E fundamenta a incongruência constitucional das chamadas “emendas impositivas”, nestes termos: “Conforme a síntese acima, as emendas constitucionais impugnadas parecem instituir um acervo normativo de transferência do controle da fase de execução de uma parcela significativa do orçamento público das mãos do Poder Executivo para o Poder Legislativo, sobretudo se consideradas apenas despesas orçamentárias discricionárias. Nessa situação, grande parte da discricionariedade inerente à implementação de políticas públicas é retirada das mãos do Poder Executivo, transformando os membros do Poder Legislativo em uma espécie de ‘co-ordenadores de despesas’. Com efeito, as minúcias da execução orçamentária não dependem mais de deliberações administrativas no âmbito do Poder Executivo, e sim da aposição de meros carimbos a decisões de outro Poder.”

E, seguindo esse irrepreensível entendimento, haja vista ter-se criado no seio da República brasileira um semipresidencialismo ou um parlamentarismo desengonçados, com a evidente e indevida apropriação de bilionários valores orçamentários, transferidos para os entes federados, para aplicação, se aplicados, sem nenhuma fiscalização ou transparência, com a única escusa finalidade de atender a interesses, do mesmo modo, escusos, eleitoreiros e fraudulentos, assim sendo transgredidas as regras constitucionais, que tratam do orçamento público, contempladas nos arts. 163 a 169 da Constituição Federal, ressalvando-se todas as normas que foram citadas na decisão pelo Ministro Flávio Dino, entre as quais o § 10 do art. 165 da CF, cujo teor normativo estabelece que a administração “tem o dever de executar as programações orçamentárias, adotando os meios e as medidas necessários, com o propósito de garantir a efetiva entrega de bens e serviços à

sociedade”. Pergunta-se: como cumprir essa regra impositiva ao administrador público, no caso o Poder Executivo federal, tendo em vista o descontrole orçamentário decorrente das emendas impositivas, em vista de mudanças significativas na Carta Magna, com a inserção do orçamento impositivo e, mais recentemente, com as transferências especiais, tendo o Congresso Nacional promulgado, em 12 de janeiro de 2019, a Emenda Constitucional 105/19, que permitiu a transferência direta de recursos de emendas parlamentares a Estados, Distrito Federal e Municípios, sem vinculação a uma finalidade específica. E, em 22 de dezembro, de 2022, foi publicada a Emenda Constitucional nº 126/2022 (Emenda da Transição), que alterou as regras permanentes para cálculo e distribuição dos valores das emendas impositivas individuais, alteração promovida no art. 166, § 9º, que redefiniu a base de cálculo para o limite de 2% da Receita Corrente Líquida (RCL) do exercício anterior ao do encaminhamento do projeto de lei orçamentária anual, cabendo às emendas de deputados o total de 1,55% da RCL, e às emendas de senadores 0,45% da RCL.

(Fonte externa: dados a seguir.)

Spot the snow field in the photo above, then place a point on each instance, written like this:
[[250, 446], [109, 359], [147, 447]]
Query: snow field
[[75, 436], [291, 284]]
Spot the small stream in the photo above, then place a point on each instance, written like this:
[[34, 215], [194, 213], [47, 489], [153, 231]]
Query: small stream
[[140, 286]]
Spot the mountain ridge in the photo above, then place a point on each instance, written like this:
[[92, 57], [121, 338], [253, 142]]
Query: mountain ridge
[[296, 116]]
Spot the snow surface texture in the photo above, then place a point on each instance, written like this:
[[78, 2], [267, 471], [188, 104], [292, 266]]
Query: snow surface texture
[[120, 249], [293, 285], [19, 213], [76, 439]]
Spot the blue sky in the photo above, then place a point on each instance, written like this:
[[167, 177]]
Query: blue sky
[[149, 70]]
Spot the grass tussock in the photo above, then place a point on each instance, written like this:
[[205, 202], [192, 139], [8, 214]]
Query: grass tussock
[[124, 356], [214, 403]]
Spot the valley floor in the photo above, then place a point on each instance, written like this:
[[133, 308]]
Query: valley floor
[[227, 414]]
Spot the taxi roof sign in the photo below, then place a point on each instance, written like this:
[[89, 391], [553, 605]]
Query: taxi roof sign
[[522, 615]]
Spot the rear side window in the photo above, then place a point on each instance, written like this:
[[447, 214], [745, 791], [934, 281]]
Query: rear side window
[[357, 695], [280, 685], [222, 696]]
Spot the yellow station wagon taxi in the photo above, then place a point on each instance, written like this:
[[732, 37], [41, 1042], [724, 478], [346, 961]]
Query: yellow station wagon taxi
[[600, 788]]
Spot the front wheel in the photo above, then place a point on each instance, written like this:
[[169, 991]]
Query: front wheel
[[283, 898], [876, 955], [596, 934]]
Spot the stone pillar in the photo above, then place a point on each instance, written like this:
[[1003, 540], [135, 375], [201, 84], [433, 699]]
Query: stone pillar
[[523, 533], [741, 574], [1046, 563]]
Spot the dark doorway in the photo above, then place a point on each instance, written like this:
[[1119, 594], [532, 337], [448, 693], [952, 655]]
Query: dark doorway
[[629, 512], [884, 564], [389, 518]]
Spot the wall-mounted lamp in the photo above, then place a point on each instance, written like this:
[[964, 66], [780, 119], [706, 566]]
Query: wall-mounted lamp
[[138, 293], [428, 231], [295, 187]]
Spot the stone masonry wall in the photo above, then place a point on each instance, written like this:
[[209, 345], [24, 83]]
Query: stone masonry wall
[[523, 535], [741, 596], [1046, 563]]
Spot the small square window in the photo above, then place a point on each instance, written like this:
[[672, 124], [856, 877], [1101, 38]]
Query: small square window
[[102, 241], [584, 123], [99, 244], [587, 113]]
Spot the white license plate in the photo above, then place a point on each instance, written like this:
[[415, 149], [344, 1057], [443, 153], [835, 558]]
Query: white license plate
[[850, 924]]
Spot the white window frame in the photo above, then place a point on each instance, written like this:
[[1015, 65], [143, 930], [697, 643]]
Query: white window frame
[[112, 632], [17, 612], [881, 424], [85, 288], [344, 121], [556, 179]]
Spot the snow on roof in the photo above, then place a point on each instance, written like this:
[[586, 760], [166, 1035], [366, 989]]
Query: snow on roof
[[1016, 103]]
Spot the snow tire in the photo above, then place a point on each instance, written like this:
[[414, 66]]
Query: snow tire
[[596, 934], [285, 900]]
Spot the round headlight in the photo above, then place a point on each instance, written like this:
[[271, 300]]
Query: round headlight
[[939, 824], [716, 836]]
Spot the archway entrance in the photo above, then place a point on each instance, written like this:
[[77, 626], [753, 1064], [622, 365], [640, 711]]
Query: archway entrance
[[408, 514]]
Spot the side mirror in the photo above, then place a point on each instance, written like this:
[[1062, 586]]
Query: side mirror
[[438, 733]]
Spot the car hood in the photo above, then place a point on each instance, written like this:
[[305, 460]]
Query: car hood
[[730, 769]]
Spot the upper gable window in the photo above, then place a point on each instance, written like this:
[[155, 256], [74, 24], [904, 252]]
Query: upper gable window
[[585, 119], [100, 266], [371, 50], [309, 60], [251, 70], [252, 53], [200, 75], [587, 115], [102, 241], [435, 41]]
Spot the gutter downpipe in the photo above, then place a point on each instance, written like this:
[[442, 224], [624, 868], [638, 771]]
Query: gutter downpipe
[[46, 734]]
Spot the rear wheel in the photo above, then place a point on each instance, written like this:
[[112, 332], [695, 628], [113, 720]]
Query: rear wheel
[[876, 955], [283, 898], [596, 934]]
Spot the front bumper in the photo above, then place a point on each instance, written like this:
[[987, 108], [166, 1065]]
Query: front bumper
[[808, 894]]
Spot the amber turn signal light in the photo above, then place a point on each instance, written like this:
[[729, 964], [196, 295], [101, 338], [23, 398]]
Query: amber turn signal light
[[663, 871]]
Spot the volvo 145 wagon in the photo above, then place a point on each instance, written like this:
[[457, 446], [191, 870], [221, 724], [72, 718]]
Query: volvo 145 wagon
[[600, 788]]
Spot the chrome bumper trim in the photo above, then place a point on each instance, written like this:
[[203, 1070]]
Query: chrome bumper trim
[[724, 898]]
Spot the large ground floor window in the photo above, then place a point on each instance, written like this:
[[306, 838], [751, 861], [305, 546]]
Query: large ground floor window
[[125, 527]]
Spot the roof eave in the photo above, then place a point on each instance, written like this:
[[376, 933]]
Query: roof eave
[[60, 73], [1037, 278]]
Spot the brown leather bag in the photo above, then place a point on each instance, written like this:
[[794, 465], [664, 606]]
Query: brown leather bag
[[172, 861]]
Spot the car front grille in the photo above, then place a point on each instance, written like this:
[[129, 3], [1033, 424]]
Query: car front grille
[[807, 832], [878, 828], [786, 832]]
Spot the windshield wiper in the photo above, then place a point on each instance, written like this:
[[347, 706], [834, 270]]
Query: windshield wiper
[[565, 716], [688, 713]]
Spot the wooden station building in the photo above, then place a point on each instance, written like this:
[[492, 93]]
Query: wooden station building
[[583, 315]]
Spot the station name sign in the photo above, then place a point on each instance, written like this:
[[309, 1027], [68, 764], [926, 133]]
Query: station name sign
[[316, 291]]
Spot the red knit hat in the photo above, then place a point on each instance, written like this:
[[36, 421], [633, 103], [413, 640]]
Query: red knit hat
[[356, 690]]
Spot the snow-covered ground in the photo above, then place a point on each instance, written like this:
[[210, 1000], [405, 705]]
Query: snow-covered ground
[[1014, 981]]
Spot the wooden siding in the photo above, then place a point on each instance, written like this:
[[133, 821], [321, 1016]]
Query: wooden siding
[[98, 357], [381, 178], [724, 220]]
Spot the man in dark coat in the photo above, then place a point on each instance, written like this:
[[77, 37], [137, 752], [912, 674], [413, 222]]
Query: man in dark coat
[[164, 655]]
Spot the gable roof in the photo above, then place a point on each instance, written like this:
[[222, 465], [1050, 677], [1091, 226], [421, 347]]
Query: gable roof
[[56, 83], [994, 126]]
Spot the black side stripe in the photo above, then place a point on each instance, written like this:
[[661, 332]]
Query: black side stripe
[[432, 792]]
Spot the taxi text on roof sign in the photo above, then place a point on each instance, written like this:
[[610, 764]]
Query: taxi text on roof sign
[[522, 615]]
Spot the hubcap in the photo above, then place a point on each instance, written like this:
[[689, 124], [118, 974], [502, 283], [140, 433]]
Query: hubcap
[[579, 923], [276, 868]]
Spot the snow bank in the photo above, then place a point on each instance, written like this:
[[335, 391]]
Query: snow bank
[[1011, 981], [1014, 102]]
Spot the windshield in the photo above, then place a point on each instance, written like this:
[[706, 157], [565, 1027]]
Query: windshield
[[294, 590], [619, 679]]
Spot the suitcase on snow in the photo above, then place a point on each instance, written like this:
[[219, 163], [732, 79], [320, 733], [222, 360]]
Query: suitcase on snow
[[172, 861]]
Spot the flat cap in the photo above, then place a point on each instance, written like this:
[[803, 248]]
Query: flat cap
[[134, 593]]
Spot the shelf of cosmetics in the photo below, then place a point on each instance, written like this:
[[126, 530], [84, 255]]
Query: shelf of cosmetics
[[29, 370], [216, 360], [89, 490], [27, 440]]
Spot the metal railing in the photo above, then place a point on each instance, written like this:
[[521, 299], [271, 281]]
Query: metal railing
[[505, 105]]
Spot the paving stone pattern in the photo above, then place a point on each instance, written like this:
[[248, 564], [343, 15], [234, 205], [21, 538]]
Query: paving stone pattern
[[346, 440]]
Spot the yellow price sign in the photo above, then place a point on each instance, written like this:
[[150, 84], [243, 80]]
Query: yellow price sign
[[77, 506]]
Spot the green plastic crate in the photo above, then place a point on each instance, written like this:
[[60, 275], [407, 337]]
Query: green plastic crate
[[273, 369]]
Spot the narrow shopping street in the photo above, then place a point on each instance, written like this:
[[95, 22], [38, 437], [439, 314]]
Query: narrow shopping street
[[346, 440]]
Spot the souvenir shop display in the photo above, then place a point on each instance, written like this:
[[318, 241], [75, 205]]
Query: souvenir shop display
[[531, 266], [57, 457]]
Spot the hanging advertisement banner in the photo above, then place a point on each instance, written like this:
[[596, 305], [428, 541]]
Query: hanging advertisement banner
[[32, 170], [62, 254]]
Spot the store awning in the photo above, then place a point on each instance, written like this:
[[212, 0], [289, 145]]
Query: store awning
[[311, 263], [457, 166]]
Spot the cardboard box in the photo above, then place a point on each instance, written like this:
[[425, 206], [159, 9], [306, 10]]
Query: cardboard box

Como facilmente se deduz, estabeleceu-se, com essas esdrúxulas emendas, a ingovernabilidade impositiva. A decisão cautelar o Ministro Flávio Dino dá uma reviravolta para que, orçamentariamente, o Brasil tenha segurança na aplicação dos recursos públicos, com o rigor na observância da transparência da sua aplicação, o que atende aos ditames éticos impostos pela Constituição Federal, embora não seja do agrado de Arthur Lira, infelizmente presidente da Câmara Federal.